No and she won't. So without getting into the whole story we have a 41 yr old woman with no ovaries not taking hormones.


----------



## okeydokie (Sep 10, 2008)

and i would assume her drive is nil?


----------



## downundergal (Jul 17, 2010)

I was told it takes around two to three years for the body to settle down from menopause. 

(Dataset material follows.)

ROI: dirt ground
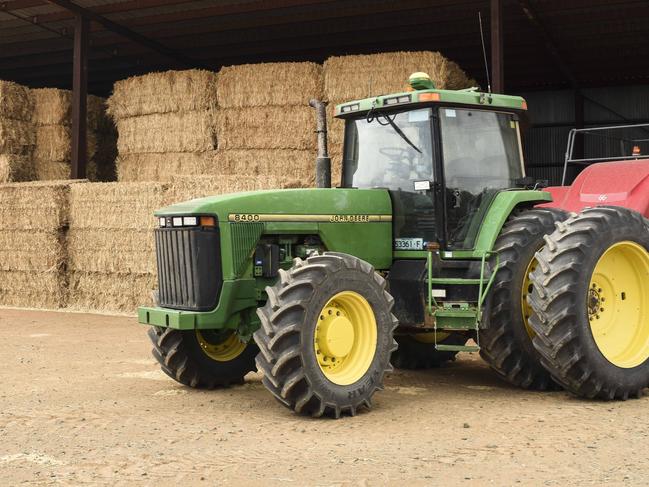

So no, you're not stuck. Unless she prefers this new version of herself!


----------



## Therealbrighteyes (Feb 11, 2010)

Yes she can but how long ago was the surgery? Was it just an oophorectomy or a TAH? What necessitated the surgery?


----------



## Carron36 (Jun 2, 2010)

hate to say it, but you're stuck with what you've got for now. It's too bad she won't take some type of hormone replacement therapy because that would help. She should consider a natural replacement, herbs...I also have read up on acupuncture and more woman are using it successfully to treat hormonal imbalances, anxiety, depression, more things that what we traditionally think of.;


----------



## jhef83 (Jun 7, 2010)

The surgery was 4 years ago but I noticed a big change this year. Not sure about the type of surgery just that they took all her stuff out. She was really scared because of a family history of cancer. She'd already had some precancer stuff taken care of. She has thyroid disease too. She had most but not all of that removed. I just can't talk to her. She shuts down and gets defensive. She's spent a lot of time away from me this year. We used to be inseparable but it's like she doesn't even remember that. I talked to one of her friends all she said was she's not messing around. I never suspected that but sometimes,well a lot of times I think she'd rather not be married. She's due back from a 2 week trip Saturday. I've cleaned the house from top to bottom and used my vacation to take care of our grand kids while she's gone. I won't get into the kids other than to say we've had them 99% of the time since they were born. I hope she shows a little appreciation cause I'm way out of my element taking care of a 2 and 4 yr old. If not I may just ask her if she wants out. I'd hate to lose her but then I think what am I losing?


----------



## jhef83 (Jun 7, 2010)

okeydokie said:


> and i would assume her drive is nil?


Nonexistent had sex twice in 2006 then her surgery in April nothing after, said she was done with sex. I let it slide after her surgery because I really didn't believe she was done with sex. I do now.


----------



## jhef83 (Jun 7, 2010)

downundergal said:


> I was told it takes around two to three years for the body to settle down from menopause.
> 
> So no, you're not stuck. Unless she prefers this new version of herself!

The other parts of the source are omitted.